Why “Purpose Companies” Often Disappoint

Mission does not remove tradeoffs.

You will still face:

  • revenue pressure

  • internal politics

  • slow change

  • emotional weight

In some cases, burnout is worse because it is harder to switch off.

Do not chase meaning blindly.

Measure what stress you can handle.


The Career Setup That Saves Most PMs

Many PMs regain satisfaction without changing industries by changing setup.

Look for roles with:

  • more user contact, less deck work

  • messy problems over shiny tech

  • a manager who protects focus

  • less identity tied to job status

  • mentoring or leading other PMs

Sometimes the role is fine.

The context is not.

If you feel stuck because your work is not seen, pair the proximity shift with a visibility rhythm like the one in PM Visibility Playbook.


A Safe Way To Test A Bigger Pivot

If you are thinking about leaving Product or tech entirely, don’t treat it like a life gamble.

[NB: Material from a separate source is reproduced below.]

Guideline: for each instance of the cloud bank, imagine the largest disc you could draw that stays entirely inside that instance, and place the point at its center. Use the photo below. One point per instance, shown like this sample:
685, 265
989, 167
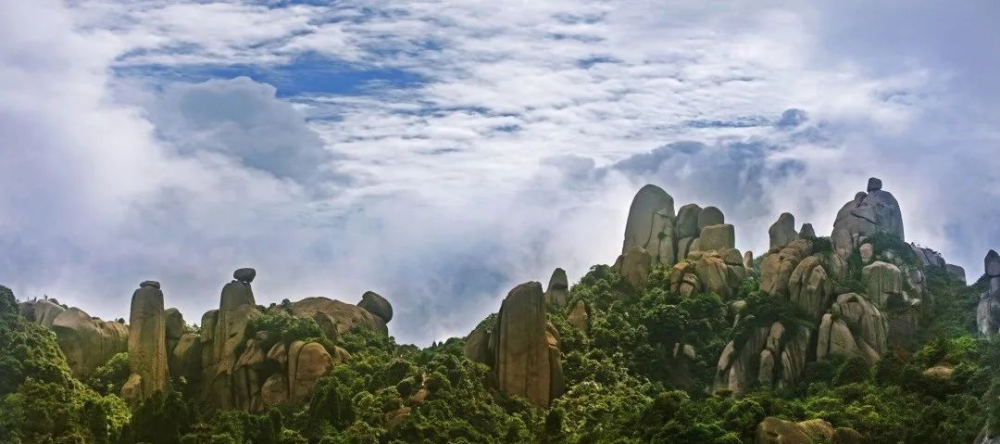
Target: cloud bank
441, 152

Treat it like a product experiment:

  • interview people doing the job today

  • shadow the work if possible

  • volunteer or consult part-time

  • compare stress types, not hours

  • ask what makes people quit

If you’re already leaning toward leaving big tech environments, Leaving Big Tech PM Playbook gives you a cleaner way to explore without burning bridges.


The 3 Questions That Decide Everything

Before any move, answer these honestly:

  • Would I want this problem solved if I were the user?

  • Can I live with the tradeoffs this role requires?

  • Am I closer to pain, or just closer to prestige?

If you can’t answer clearly, don’t rush.

And if your next step includes interviews, you’ll want positioning that doesn’t sound like you’re “running away.”

The story framing in PM Interview Frameworks makes that much easier.

If you want the full playbook system, browse the archive here: Product Career Hub Archive.


Your Next Step

You don’t need to save the world to have a good career.

But you do need work that feels honest.

  • Get closer to real problems.

  • Test before you commit.

  • Design your career like a product.

That is how PMs build careers that last.